Tag Archives: old catalogues

Concordance/Discordance

That Damn Treadle

Y’know how when forensic specialists are matching finger-prints (or dental records), and they go through the whorls (and fillings) and things looking for points of concordance and discordance between the different images? No? Obviously you should’ve paid more attention in your Forensic Anthropology classes… Well, this  is what’ I’ve been doing.

I know all y’all are just as obsessed as I am about my new treadle. 😉 No? Well, I imagine I’ll have an actual sewing post up one of these days. I still haven’t actually had the chance to work on the treadle; my Mom unexpectedly got a full-time contract (YAY, MOM!) and then Thanksgiving happened, which involved four turkeys, four days, and absolutely no energy for anything but digesting. In the meantime, I spent some quality time hunting down old Eaton’s catalogues, of which there is a surprising abundance on teh marvelous internets. Thank you, internets. Also, Library and Archives Canada and Archive.org. You rock my world. Anyway, I think I have located my machine!

I think I’ll pause here to allow you to imagine the scene as my perplexed family got to witness the peculiar dance of the exultant researcher.

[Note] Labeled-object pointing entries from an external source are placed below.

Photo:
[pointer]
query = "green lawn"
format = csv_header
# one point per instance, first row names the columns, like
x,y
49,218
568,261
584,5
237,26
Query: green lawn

My machine appears to match a model shown in the 1915/16 Winter catalogue through the 1917 spring/summer catalogue (but not in the 1917/18 winter catalogue). Woot! I’m not sure about before 1915 as there’s a gap in the archives before that until 1908, at which point the models are distinctly different.

ZOMG there it is! Also, source.

Yes, that appears to be my machine.

Points of concordance:

  • Cabinet. Oh yes, this took some hunting. I had started off looking in 20s catalogues because I thought the plain, almost masculine style of the woodwork looked newer, although most twenties machines seem to have more art-nouveau kind of decals. But it’s really distinctive both in its plain-ness, the six drawers, and the shape of the bits on either side of the drawers.
  • The machine. Even though the catalogue copy describes this machine as the “Seamstress”, if you click on the illustration to see the full-size image, the machine says “Improved Seamstress”. Every detail of the tension, threading, stitch-length screw, and even decals are pretty much spot on, allowing for a small amount of artistic licence (and a LOT of crud and wear on my machine…)

Compare.

Points of discordance:

Ok, really there’s only the foot pedal, which is distinctly different, and, frankly, doesn’t look like any of the Eaton’s foot-pedals I’ve looked at in the last few days. Which is a lot. It makes me wonder if that part might’ve been replaced, or if it just happened to be a different factory lot from the illustration.

Oh, yeah, along the edge of the board on the illustration, just in front of the sewing machine, you can see a series of regular ticks. It’s actually a measuring-tape decaled onto the surface of the wood. It’s pretty beaten up on my machine, but parts of it are still visible.

Oh, and I finished the Kwik Sew underwear. I’ll tell you all about it next time… 😉

EDIT: A bit more digging turned up a Fall/Winter 1913/14 catalogue, which has a six-drawer model that is different from mine. So that’s an upper age limit. One interesting detail: most of the machines in the 1913/14 catalogue have a foot pedal identical to the one on my machine (but different from the one in the later catalogues). So maybe my machine is an earlier version of its model, fitted with the older pedal style—or maybe it was just some variant from the factory. Anyway, at this point there’s only three catalogues “missing”, Spring/Summer 1914, Fall/Winter 1914/15, and Spring/Summer 1915. And, frankly, a date to within a year or two seems like pretty good accuracy considering a few days ago I wasn’t even positive about decade. So I’m still pretty satisfied, although of course there’s one or two more avenues I could pursue…

EDIT #2: I found the serial number, underneath the slide plate of the shuttle compartment. 2330993. Not sure if there’s anywhere I can look this up to get a date or location of manufacture, but that’s what it is. There’s also a faint letter “A” above it on the left.